The story Caana, the Sky Palace, and the war that humbled Tikal
Caracol was the political and economic capital of one of the largest Maya kingdoms of the Classic Period. At its peak around 700 AD it sprawled over 200 square kilometers and supported roughly 100,000 people — more than the entire current population of Belize City. The marquee structure is Caana, "Sky Palace," a single stepped platform crowned by three temples that rises 43 meters (140 feet). It remains the tallest man-made structure in the country, and you can climb it to the top.

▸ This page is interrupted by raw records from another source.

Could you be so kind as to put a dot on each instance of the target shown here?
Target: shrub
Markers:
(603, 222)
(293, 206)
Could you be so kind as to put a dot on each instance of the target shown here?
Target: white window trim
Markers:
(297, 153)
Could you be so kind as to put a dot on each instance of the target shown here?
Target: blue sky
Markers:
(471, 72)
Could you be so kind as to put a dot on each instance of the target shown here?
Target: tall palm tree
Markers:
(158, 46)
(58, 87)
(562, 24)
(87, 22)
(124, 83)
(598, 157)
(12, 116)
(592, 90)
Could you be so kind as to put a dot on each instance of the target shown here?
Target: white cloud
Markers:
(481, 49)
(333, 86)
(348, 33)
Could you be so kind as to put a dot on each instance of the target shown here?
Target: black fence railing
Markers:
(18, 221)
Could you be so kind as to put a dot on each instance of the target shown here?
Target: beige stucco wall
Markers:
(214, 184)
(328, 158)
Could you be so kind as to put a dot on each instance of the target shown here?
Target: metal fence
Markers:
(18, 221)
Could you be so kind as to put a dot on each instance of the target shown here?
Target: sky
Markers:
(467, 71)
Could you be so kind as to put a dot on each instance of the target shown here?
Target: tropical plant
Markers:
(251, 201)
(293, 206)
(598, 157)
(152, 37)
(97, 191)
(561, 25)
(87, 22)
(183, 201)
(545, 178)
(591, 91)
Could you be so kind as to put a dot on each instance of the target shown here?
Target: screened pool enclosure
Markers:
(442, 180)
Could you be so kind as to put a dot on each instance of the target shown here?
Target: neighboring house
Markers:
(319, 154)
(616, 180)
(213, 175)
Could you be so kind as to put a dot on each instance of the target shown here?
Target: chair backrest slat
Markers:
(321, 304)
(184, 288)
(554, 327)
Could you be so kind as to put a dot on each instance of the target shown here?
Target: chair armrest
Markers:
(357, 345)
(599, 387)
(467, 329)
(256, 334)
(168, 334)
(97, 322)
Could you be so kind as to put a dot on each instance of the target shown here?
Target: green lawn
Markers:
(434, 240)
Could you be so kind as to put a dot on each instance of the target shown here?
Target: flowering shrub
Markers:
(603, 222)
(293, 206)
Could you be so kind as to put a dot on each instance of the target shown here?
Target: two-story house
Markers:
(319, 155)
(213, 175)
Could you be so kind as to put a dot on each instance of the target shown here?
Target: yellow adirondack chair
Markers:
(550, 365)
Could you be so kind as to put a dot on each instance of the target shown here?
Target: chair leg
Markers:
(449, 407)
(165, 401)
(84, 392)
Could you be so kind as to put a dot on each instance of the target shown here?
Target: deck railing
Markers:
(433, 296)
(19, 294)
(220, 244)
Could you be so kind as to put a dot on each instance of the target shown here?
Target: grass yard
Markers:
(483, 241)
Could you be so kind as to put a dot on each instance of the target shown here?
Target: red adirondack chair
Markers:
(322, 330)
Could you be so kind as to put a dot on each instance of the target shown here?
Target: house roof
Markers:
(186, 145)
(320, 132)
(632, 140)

The site's defining moment is carved into Stela 3: in AD 562 Caracol defeated its great rival Tikal in battle, then dominated regional politics for over a century. Decades of excavation by the Belize Archaeological Project since 1985 have turned its 18 stelae and hundreds of inscriptions into a key to decoding Maya hieroglyphic writing.
What makes a visit different is the setting. Caracol sits deep in the Chiquibul Forest Reserve near the Guatemala border, and almost no one comes — about 15,000 visitors a year against 60,000-plus at Xunantunich. You climb 226-plus identified structures' worth of ruins in near solitude, with jungle canopy in every direction from the top of Caana.
Caana still rises 43 meters out of the Chiquibul jungle — the tallest man-made structure in Belize, more than a thousand years after the last stone was set.